Published online by Cambridge University Press:  04 February 2010

Samuel David Epstein
Affiliation:
Department of Linguistics, Harvard University, Cambridge, MA 02138. epstein@fas.harvard.edu
Suzanne Flynn
Affiliation:
Department of Foreign Languages and Literatures, Linguistics and Philosophy, Massachusetts Institute of Technology, Cambridge, MA 02139. sflynn@mit.edu
Gita Martohardjono
Affiliation:
Department of Linguistics, Queens College and the Graduate Center, City University of New York, Flushing, NY 11367. qmaqcaqcuni@.acc.qc.edu

Abstract

The target article advanced the null, unified and widely misinterpreted generative hypothesis regarding second language (L2) acquisition.
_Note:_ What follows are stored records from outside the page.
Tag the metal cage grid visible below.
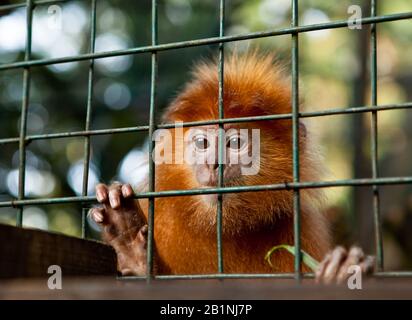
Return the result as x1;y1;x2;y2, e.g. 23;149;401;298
0;0;412;282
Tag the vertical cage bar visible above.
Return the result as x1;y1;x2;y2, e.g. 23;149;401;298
370;0;383;271
291;0;302;281
146;0;158;282
81;0;97;238
17;0;34;227
216;0;225;274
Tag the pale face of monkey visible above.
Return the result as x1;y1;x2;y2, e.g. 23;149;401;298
185;125;255;190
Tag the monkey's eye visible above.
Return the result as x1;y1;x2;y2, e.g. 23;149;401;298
194;136;210;150
227;136;246;150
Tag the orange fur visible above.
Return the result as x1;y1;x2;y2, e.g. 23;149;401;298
138;52;331;274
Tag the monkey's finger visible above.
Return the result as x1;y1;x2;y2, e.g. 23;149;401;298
121;184;134;198
108;183;123;209
336;246;364;284
120;268;135;276
360;255;375;274
116;252;136;276
134;224;148;249
107;183;136;236
131;225;148;275
89;207;105;224
315;252;332;284
96;183;109;203
139;224;148;236
322;246;347;284
109;183;142;226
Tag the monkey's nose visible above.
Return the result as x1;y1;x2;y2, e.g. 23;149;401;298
206;164;222;186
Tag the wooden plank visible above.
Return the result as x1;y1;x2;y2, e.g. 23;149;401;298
1;277;412;299
0;224;117;278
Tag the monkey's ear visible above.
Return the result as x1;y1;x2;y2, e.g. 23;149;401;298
299;121;307;138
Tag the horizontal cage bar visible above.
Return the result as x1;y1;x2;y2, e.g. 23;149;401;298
1;176;412;208
0;12;411;71
117;271;412;281
1;0;411;282
0;101;411;145
0;0;85;12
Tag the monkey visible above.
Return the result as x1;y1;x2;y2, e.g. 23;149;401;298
89;52;375;284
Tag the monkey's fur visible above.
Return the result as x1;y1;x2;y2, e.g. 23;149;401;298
134;52;331;274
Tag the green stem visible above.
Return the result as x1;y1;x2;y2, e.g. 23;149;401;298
265;244;319;272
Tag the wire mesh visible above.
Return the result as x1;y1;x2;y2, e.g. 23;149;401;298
0;0;411;281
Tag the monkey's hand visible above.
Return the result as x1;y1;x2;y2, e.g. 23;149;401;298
89;182;148;276
315;246;375;285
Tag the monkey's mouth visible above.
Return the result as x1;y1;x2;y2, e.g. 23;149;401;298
199;175;243;188
198;178;243;205
200;193;218;205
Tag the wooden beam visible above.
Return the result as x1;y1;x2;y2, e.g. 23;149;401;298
1;277;412;299
0;224;117;278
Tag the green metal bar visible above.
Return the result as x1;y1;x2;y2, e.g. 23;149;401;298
2;101;411;146
291;0;301;282
370;0;384;272
16;0;34;227
0;12;411;71
119;273;315;280
373;271;412;278
4;176;412;208
216;0;225;275
0;3;26;11
146;0;158;282
0;0;83;12
119;271;412;280
81;0;97;239
0;0;410;282
33;0;79;5
118;271;412;280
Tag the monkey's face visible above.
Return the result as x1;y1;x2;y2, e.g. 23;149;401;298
185;125;258;192
180;122;295;235
155;124;298;235
156;104;297;234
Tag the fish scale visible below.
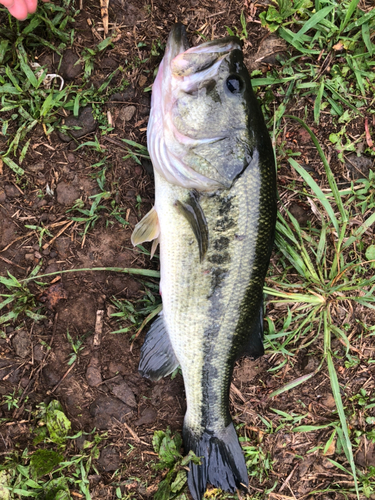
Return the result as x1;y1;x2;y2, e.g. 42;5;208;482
132;23;277;500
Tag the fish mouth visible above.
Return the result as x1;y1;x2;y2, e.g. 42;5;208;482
166;23;241;78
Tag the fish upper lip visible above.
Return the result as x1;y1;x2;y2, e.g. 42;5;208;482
166;23;241;72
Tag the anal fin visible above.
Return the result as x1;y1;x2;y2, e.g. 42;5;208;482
138;313;179;381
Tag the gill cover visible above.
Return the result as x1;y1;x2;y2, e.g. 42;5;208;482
147;24;243;192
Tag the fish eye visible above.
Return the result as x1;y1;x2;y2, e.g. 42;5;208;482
226;75;242;94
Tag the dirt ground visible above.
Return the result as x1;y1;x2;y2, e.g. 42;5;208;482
0;1;375;499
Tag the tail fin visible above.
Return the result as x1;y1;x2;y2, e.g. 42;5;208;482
183;422;248;500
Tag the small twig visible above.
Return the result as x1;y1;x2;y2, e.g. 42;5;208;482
93;310;104;347
50;362;76;393
279;464;298;493
123;421;141;443
42;220;73;250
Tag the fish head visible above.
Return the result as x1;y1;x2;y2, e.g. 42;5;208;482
148;24;258;192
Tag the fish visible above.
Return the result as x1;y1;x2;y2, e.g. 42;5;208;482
131;23;277;500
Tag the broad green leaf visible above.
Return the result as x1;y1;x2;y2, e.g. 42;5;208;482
46;400;71;444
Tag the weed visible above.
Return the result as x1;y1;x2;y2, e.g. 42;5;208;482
121;139;150;165
2;390;21;411
152;428;200;500
66;330;85;365
111;282;162;335
0;271;46;330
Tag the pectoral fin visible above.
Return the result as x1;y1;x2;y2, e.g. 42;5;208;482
175;193;208;261
131;207;160;246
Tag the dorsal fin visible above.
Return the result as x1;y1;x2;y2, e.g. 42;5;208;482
175;193;208;261
131;207;160;247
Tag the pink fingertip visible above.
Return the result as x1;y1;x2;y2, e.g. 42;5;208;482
24;0;37;12
8;1;28;20
0;0;15;7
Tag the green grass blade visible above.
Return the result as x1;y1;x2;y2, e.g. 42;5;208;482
327;351;359;499
342;211;375;249
20;266;161;284
2;156;25;175
270;361;323;397
314;78;325;124
362;22;373;56
289;158;339;234
293;5;335;42
263;287;325;304
344;8;375;33
286;116;347;223
325;83;362;114
340;0;360;32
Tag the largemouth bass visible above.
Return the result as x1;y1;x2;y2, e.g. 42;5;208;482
132;24;277;500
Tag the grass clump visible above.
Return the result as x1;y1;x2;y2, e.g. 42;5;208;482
0;400;102;500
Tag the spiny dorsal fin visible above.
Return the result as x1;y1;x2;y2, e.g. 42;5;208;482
175;193;208;261
131;207;160;247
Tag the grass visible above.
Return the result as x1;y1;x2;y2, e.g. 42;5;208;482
262;118;375;498
0;400;104;499
253;0;375;137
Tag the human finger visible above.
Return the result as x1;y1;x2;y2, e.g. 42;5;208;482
7;0;29;20
0;0;15;8
24;0;38;13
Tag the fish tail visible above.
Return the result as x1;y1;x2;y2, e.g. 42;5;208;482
183;421;248;500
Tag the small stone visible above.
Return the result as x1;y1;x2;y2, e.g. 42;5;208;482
86;359;102;387
135;407;157;426
25;253;35;261
4;184;21;198
58;106;97;142
90;395;132;430
110;379;137;407
108;361;126;376
34;251;42;259
54;238;70;258
42;248;50;256
97;446;121;472
138;75;147;87
289;203;309;227
44;264;60;275
33;344;45;362
56;182;80;205
20;377;29;388
60;49;82;80
42;365;60;387
322;393;336;409
67;153;75;163
12;330;30;358
0;190;6;203
109;88;135;102
28;162;44;173
118;105;136;122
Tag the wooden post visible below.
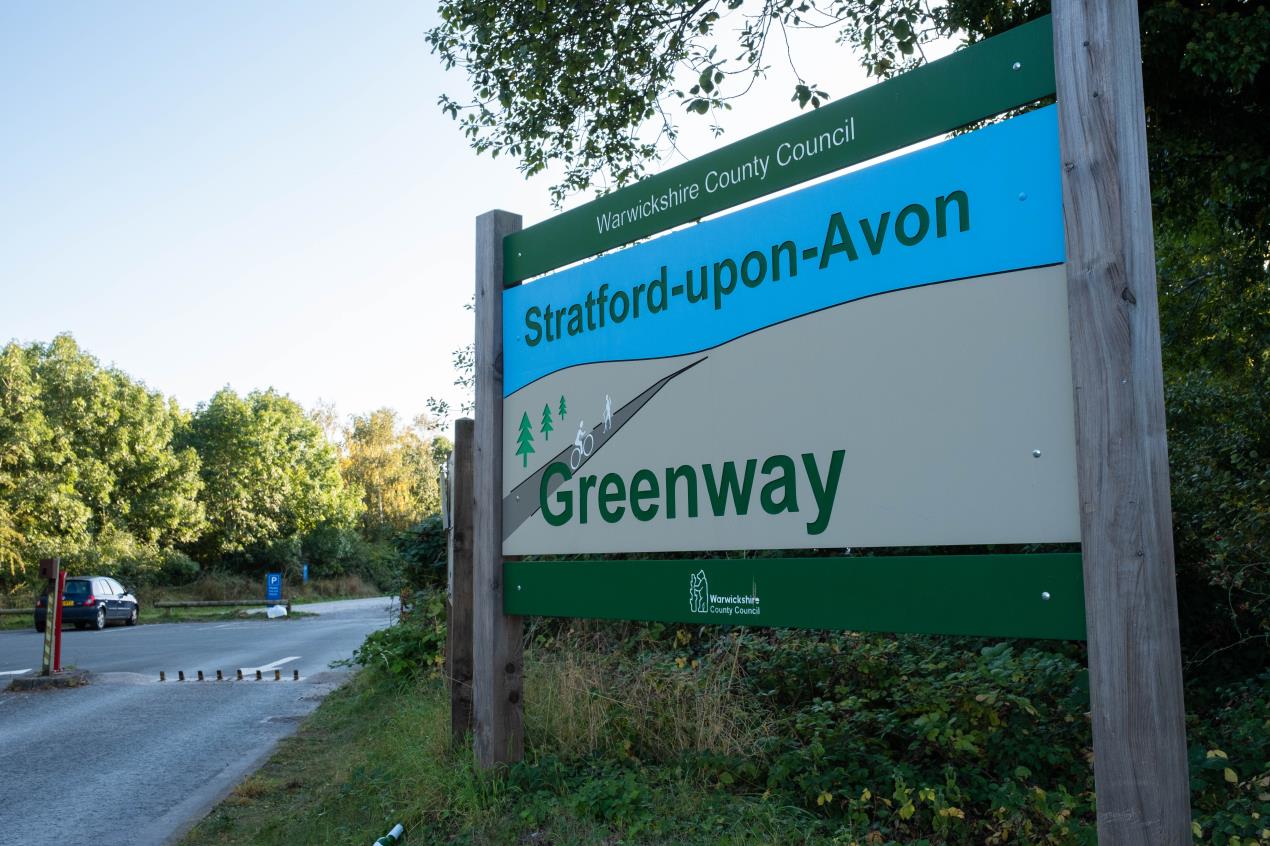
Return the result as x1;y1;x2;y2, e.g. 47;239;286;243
39;557;60;676
1052;4;1191;842
472;210;524;767
446;418;476;750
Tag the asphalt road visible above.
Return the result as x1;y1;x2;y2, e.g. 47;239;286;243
0;596;397;846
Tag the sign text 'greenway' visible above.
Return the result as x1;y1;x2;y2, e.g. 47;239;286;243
539;449;846;535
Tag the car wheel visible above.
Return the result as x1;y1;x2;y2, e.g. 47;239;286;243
94;607;107;630
126;605;138;626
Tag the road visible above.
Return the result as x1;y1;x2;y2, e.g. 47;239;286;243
0;596;396;846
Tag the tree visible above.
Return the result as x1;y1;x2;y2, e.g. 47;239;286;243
540;403;554;440
0;335;205;587
430;435;454;470
559;395;567;420
342;409;444;538
429;1;1267;225
426;1;920;204
180;388;362;564
0;340;75;578
516;411;535;468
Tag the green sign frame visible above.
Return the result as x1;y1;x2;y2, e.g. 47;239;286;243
503;16;1056;284
505;553;1085;640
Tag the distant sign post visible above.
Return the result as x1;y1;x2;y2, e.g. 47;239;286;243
39;557;63;676
470;4;1189;840
265;572;282;603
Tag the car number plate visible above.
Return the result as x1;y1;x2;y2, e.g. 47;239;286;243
62;600;74;606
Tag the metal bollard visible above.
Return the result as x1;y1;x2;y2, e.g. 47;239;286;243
178;671;185;682
293;669;299;681
159;671;165;682
236;669;243;681
255;670;262;680
197;670;204;681
216;670;223;681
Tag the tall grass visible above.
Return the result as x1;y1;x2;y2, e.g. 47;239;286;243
1;569;381;608
144;572;379;604
526;633;767;762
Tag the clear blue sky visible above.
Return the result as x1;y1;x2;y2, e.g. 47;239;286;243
0;2;914;426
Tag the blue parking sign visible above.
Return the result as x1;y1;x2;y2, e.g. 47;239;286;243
266;572;282;601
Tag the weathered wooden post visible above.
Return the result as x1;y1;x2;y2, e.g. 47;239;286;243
1052;3;1191;842
446;418;475;750
472;210;524;767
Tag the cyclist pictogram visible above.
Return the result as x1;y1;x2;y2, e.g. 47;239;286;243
570;420;595;470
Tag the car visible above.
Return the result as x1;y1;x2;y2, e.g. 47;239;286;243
34;576;139;632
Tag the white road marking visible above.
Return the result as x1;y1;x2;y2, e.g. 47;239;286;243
0;668;32;676
238;656;300;673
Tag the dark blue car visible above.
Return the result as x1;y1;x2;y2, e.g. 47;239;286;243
34;576;139;632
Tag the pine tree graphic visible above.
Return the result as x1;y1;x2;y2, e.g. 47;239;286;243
540;403;554;440
558;395;567;420
516;411;535;468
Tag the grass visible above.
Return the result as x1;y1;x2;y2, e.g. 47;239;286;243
0;613;31;630
143;606;316;624
0;603;317;631
175;609;1270;846
177;628;834;846
145;573;381;605
0;574;379;630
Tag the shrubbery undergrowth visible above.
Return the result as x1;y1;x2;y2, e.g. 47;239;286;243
335;596;1267;845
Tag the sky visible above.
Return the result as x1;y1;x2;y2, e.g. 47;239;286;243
0;2;951;428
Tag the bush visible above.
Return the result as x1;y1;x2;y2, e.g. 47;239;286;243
37;529;202;591
301;522;359;577
736;632;1095;842
347;590;446;682
395;515;447;592
300;524;405;592
1188;671;1270;845
1167;368;1270;680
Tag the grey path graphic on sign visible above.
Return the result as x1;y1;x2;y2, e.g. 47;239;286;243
502;356;706;541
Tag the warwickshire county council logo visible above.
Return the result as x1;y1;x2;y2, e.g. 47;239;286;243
689;570;709;614
688;569;762;617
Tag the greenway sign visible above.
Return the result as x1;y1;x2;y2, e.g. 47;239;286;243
502;106;1078;556
475;12;1193;835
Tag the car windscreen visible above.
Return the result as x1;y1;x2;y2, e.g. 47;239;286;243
61;581;91;597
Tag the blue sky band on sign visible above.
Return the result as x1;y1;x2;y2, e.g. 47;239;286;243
502;106;1064;397
524;191;968;347
593;117;857;237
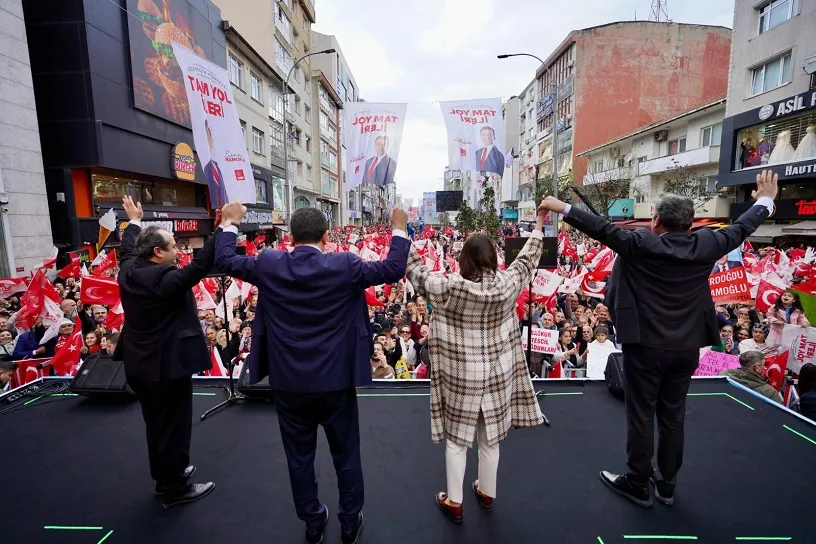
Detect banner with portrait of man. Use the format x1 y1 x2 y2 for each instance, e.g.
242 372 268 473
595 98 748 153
173 43 256 208
344 102 407 189
440 98 506 177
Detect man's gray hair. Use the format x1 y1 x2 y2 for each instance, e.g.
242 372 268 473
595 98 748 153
136 226 170 259
290 207 328 244
739 350 765 369
653 194 694 232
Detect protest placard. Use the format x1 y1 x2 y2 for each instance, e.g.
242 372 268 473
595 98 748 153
693 351 740 377
521 327 558 354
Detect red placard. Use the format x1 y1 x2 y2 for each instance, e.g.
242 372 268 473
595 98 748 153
709 266 751 305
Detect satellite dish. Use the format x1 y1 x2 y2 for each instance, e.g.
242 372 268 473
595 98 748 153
806 55 816 75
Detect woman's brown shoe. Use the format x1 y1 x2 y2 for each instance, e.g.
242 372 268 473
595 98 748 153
472 480 494 511
435 492 463 523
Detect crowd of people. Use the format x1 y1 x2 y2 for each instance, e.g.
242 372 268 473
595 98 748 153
0 218 814 423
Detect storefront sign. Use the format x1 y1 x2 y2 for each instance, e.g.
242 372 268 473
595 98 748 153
175 219 199 233
757 90 816 121
138 219 211 237
785 161 816 178
241 208 286 231
67 249 91 263
537 93 554 120
171 142 196 181
732 198 816 221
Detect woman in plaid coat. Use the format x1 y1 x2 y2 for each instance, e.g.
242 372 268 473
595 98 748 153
405 205 546 522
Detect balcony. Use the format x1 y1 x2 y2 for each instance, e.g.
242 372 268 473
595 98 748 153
583 166 632 186
638 145 720 177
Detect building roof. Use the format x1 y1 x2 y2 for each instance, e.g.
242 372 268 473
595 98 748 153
576 97 727 157
315 71 343 107
535 22 731 78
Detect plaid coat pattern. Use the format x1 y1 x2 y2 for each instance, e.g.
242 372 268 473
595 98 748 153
406 236 544 447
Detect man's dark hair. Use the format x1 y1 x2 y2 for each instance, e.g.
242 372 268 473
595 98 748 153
105 332 120 345
739 350 764 369
290 208 328 245
136 226 170 259
0 360 14 372
480 126 495 137
653 194 694 232
459 233 497 282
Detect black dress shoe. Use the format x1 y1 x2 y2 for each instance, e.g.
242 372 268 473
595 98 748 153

Postulating that UG (Universal Grammar) constrains L2 knowledge growth does not entail identical developmental trajectories for L2 and first language (LI) acquisition; nor does it preclude a role for the L1. In embracing this hypothesis, we maintain a distinction between competence and performance. Those who conflate the two repeat fundamental and by no means unprecedented misconstruals of the generative enterprise, and more specifically, of the empirical content of the null hypothesis regarding L2 linguistic knowledge growth. We hope to have identified certain common goals, the adoption of which might constitute a firm foundation for continued productive interdisciplinary development of contemporary theoretical and experimental L2 acquisition research.